Farther to the south, photographs have shown China engaged in filling in the sea at the Johnson South Reef, in the Spratly chain of islands. Some analysts suggest that China intends to build an airstrip there. The Philippines has protested. It regards the reef as within its EEZ. And a declaration signed in 2002 by the ten-member Association of Southeast Asian Nations (ASEAN) and China bars new building on disputed rocks.
Perhaps most outrageous, China does not even deign to explain the basis of its claims. In the case of the oil rig, for example, it might regard the area where it is operating as part of the EEZ attached to Hainan province, an undisputed part of its territory. Or perhaps it belongs to the Paracels, from which China expelled the former South Vietnam in 1974. Or perhaps it is just encompassed by the “nine-dash line”, a lolling tongue of passive cartographic aggression that China says gives it historical rights over almost the entire South China Sea. The nine-dash line is itself ambiguous. Chinese scholars say that it probably implies a claim to the land features inside the line, an interpretation which could in theory be squared with the law of the sea. But even they are not sure that it does not assert sovereignty over the water as well.
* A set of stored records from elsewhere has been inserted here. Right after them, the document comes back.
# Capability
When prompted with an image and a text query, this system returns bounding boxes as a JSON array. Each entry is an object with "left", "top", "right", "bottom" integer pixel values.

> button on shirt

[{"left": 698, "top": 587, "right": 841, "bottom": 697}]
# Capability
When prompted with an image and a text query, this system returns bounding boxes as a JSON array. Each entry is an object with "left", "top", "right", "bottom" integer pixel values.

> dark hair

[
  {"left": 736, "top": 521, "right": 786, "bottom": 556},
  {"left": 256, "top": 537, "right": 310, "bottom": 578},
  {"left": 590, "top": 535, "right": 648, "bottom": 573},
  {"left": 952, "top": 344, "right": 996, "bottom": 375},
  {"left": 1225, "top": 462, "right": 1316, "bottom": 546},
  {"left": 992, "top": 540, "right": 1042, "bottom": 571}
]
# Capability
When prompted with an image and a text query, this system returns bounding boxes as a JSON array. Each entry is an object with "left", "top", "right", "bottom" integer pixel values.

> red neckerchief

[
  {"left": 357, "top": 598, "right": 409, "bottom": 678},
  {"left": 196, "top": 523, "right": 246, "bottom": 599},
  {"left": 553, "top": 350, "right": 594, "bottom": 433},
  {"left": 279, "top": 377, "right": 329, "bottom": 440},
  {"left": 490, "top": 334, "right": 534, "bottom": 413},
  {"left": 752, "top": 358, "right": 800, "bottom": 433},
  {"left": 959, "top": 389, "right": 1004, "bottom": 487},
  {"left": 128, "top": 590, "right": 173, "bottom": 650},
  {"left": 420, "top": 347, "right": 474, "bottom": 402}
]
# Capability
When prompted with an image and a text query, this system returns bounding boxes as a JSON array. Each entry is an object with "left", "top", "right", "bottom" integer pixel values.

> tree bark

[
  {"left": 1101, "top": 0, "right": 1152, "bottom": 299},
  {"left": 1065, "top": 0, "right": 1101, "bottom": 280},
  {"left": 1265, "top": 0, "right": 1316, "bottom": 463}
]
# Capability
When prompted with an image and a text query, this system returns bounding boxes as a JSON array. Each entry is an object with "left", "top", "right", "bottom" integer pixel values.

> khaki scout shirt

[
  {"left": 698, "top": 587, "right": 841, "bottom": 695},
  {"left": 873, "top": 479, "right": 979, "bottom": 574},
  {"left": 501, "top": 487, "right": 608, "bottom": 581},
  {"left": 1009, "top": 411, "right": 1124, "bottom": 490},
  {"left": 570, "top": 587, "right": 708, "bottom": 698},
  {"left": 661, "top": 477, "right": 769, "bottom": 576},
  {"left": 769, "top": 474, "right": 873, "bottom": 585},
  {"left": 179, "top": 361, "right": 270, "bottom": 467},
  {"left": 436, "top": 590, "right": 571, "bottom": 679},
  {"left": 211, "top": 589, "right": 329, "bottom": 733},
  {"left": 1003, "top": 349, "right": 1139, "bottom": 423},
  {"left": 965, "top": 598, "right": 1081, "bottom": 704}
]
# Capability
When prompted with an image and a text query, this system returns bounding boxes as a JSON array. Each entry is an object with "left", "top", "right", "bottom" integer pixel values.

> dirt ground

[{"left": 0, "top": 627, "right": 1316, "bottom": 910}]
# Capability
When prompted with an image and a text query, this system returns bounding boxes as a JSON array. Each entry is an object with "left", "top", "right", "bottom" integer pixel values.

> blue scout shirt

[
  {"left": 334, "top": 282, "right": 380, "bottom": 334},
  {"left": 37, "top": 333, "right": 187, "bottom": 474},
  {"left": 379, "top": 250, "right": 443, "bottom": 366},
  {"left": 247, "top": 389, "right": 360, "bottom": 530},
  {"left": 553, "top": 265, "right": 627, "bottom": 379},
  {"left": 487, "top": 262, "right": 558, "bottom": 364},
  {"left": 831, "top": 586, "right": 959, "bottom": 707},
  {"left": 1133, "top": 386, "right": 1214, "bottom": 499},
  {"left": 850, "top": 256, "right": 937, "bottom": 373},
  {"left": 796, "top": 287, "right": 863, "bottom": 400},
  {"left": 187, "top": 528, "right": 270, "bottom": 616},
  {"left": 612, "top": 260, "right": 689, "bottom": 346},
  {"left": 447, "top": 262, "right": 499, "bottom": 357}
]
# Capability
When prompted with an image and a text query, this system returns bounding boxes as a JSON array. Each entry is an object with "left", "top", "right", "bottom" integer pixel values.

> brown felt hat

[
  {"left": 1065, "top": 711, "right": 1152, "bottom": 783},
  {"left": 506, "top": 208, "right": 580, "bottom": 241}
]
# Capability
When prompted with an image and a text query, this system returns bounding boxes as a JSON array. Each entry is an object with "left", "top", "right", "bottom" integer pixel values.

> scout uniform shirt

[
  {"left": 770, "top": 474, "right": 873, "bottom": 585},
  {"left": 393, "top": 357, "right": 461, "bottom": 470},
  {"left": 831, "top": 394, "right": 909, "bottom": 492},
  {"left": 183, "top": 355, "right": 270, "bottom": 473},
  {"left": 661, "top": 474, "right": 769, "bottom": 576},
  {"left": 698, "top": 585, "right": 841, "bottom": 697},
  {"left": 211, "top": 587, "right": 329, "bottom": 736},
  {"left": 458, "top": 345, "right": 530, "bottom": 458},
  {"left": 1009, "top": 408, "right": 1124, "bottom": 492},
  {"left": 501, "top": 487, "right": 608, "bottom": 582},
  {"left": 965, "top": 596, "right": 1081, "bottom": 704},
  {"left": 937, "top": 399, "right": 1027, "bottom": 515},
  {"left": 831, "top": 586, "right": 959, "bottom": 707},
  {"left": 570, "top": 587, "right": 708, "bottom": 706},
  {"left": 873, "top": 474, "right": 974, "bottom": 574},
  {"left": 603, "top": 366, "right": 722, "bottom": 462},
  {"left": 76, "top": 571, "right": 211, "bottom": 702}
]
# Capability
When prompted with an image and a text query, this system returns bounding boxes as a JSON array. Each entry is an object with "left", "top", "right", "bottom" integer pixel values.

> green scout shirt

In the face of all this Mr Aquino tempers his outrage with realism. “They are 1.3 billion people and we are 98m”, he says. This echoes the words of the then Chinese foreign minister in 2010, who reminded ASEAN that “China is a big country and other countries are small countries and that is just a fact.” A sober assessment suggests that none of the three approaches the Philippines has adopted to resist Chinese encroachment stands much hope of success—though they have certainly annoyed China.